Frequently Asked Questions
What is a powerful library for working with Word documents in C#?
IronWord is a powerful library from Iron Software that offers an intuitive C# and VB.NET Word and Docx Document API, allowing users to build, edit, and export Word documents without needing Microsoft Office or Word Interop installed.
How can I read a Word document with formatting in C#?
To read a Word document with formatting using IronWord in C#, first install the IronWord library, load the document using the `WordDocument` class, and then iterate through the paragraphs to extract text and formatting details.
What are the prerequisites for using a Word document processing library in a C# project?
The prerequisites for using IronWord in a C# project include having Visual Studio or another C# development environment installed and the ability to manage packages using NuGet Package Manager.
How do I install a library for processing Word documents in my C# project?
You can install the IronWord library in your C# project using the NuGet Package Manager Console with the command `Install-Package IronWord`. It can also be installed using Visual Studio's NuGet Package Manager.
Can a Word processing library read tables from Word documents?
Yes, IronWord can read tables from Word documents. You can use the `Tables` property on the `WordDocument` class to access and iterate through the tables.
Is it possible to add style to existing text in a Word document using a library?
Yes, you can add style to existing text in a Word document using IronWord by creating a `TextStyle` object and applying it to the desired text run or paragraph.

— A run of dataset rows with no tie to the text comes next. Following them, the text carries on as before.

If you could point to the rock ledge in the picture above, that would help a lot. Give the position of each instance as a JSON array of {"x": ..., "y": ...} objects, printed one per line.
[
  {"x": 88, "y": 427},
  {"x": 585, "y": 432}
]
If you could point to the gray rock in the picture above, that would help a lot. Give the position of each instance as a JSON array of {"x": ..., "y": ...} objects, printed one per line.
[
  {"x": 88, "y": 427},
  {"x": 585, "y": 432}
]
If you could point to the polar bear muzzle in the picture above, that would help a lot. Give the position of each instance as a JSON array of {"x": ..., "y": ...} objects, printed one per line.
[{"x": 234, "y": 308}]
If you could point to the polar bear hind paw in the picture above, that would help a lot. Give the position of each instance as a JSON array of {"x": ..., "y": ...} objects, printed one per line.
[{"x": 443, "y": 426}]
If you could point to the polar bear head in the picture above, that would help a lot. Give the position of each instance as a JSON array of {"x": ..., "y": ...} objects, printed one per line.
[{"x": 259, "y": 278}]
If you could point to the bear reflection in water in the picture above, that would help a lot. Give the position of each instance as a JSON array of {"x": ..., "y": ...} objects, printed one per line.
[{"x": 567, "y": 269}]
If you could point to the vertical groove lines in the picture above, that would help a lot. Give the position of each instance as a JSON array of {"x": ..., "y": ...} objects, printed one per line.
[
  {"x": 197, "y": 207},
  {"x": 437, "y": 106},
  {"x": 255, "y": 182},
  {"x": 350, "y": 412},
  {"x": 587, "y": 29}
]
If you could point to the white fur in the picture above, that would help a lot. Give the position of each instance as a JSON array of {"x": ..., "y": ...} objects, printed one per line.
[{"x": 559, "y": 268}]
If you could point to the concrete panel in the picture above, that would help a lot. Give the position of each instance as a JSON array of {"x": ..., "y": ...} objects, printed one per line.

How can I add new styled content to a Word document using a library?
To add new styled content, create a `TextRun` with style information and add it to a paragraph in the document. You can also create new paragraphs and add them to the loaded document.
What .NET versions does a Word processing library support?
IronWord supports .NET 8, 7, 6, Framework, Core, and Azure, making it versatile for various project requirements.
How can I obtain a trial license for a Word processing library?
You can obtain a free trial license for IronWord by providing your email on the Iron Software website. The trial license key will be delivered via email and needs to be placed in the `appsettings.json` file.
Do I need Microsoft Office installed to use a Word processing library?
No, you do not need Microsoft Office installed to use IronWord, as it reads and processes Word files independently.